Ultra-fast visualization of big data is achieved with in-memory, in-data source and on-demand data access and aggregation using out-of-the-box Spotfire data connectors. In addition to exploiting these native data source capabilities, Spotfire can also leverage in-datasource advanced analytics through its integration with distributed computing frameworks like MapReduce, SparkR, H2O and Fuzzy Logix. Figure 1 summarizes these capabilities.


Figure 1

Notes

  1. MapReduce, Spark and H2O support distributed computing in Hadoop. Fuzzy Logix supports Teradata, Aster and Netezza
  2. TERR can be deployed as the advanced analytics engine in Hadoop nodes driven by MapReduce or Spark.

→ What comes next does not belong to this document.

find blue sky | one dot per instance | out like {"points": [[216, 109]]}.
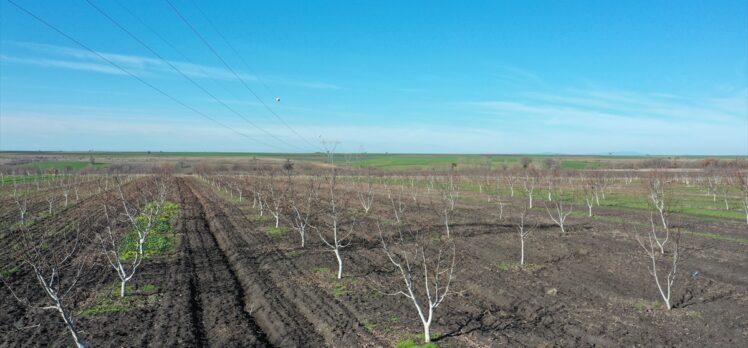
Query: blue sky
{"points": [[654, 77]]}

TERR can also be called on Teradata nodes.

One of the strengths of Spotfire is the ability to integrate these different data access and aggregation capabilities to facilitate a single analytic workflow with seamless visualization as a unifying force. In this blog, we will walk through a practical example built in a Spotfire template.  It leverages a data connector as well as a distributed computing framework and mature R packages that utilize advanced analytics algorithms not available through the connector.  R packages can be run in Spotfire with the embedded high performance TIBCO Enterprise Runtime R (TERR) instance.  Everything is integrated with point-and-click visualizations and interfaces so that the analyst works in a low friction environment to focus on solving the business problem at hand.

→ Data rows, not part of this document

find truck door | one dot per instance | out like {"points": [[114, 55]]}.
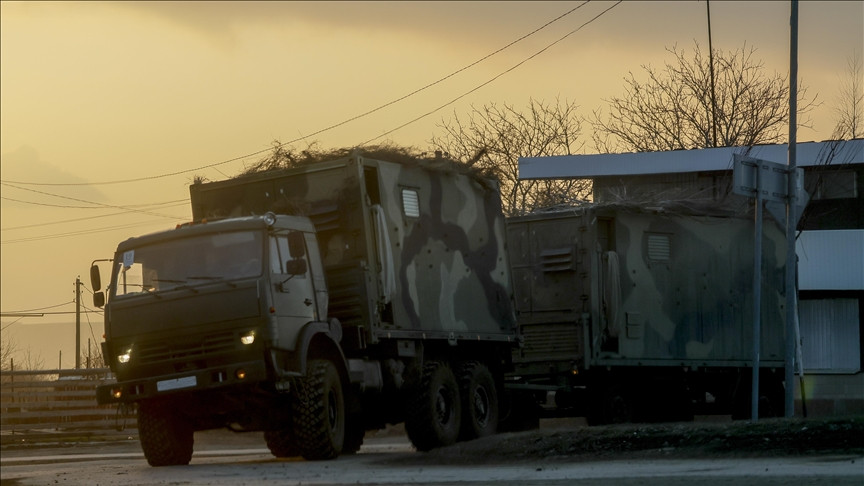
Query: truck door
{"points": [[293, 292]]}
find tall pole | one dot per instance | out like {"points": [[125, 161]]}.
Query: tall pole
{"points": [[791, 217], [713, 89], [78, 322], [757, 298]]}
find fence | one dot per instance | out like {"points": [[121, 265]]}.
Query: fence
{"points": [[59, 404]]}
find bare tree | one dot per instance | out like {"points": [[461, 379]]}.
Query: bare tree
{"points": [[850, 103], [493, 138], [673, 108], [11, 353]]}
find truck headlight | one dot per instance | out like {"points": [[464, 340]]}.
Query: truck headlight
{"points": [[248, 338]]}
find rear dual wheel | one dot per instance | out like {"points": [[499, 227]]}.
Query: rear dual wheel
{"points": [[435, 409], [480, 409]]}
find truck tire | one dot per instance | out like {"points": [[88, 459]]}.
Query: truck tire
{"points": [[354, 434], [281, 443], [480, 409], [165, 437], [435, 409], [319, 412]]}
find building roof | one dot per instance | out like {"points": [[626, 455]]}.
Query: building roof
{"points": [[681, 161]]}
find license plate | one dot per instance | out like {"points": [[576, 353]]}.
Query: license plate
{"points": [[175, 384]]}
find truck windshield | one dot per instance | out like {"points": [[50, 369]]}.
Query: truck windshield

Let’s look at a manufacturing data set. Our task is to find the causes of a rise in the failure rate or yield loss. The items being manufactured go through a number of processes in varying sequences.  At the end they are tested, in batches of different sizes, for adequate functionality. When yield loss goes up, we need to find out why – and fast!

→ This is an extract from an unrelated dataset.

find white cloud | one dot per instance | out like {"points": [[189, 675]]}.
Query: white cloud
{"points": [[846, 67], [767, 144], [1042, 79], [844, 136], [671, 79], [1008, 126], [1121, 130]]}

The analysis proceeds in four steps:

  1. Visualization of batch summary trend using in-datasource Data Connector capability to select a date range with a concentration of high yield loss batches
  2. Identification of the most important yield loss predictors using the Distributed Computing framework
  3. Importing row-level detail data into Spotfire for date range and predictors of interest
  4. In-memory machine learning analysis of imported data to visualize detailed effects of predictors and their interactions on yield loss

Summary Aggregation with Data Connector

First, we select the data for the analysis.  The left side of Figure 2 shows the interface for choosing the schema, date column and yield loss class. The data source can be any Hadoop or structured big data source that can be accessed via SQL.  This particular example uses a Teradata data warehouse.


Figure 2

Once the data is selected, the Refresh Plots button initiates a process in the data source that creates the trend and funnel plots shown on the right side of Figure 2.  The plots show aggregates for each batch, which are quickly computed in the underlying database, via the in-datasource data connector capability.  The connector then returns only the summary data needed to generate the plots. These calculations are fast because they are computed in parallel, close to where the big data resides; only the much smaller results travel over the network back into Spotfire.

We have shown the data in two visualizations. The top visualization, known as a funnel plot, highlights outlier batches with excessive yield loss significantly greater than the general population. Spotfire combines the aggregated data points, provided by the connector, with the outlier limit line generated locally using the TERR (TIBCO Enterprise Runtime for R) engine embedded in Spotfire.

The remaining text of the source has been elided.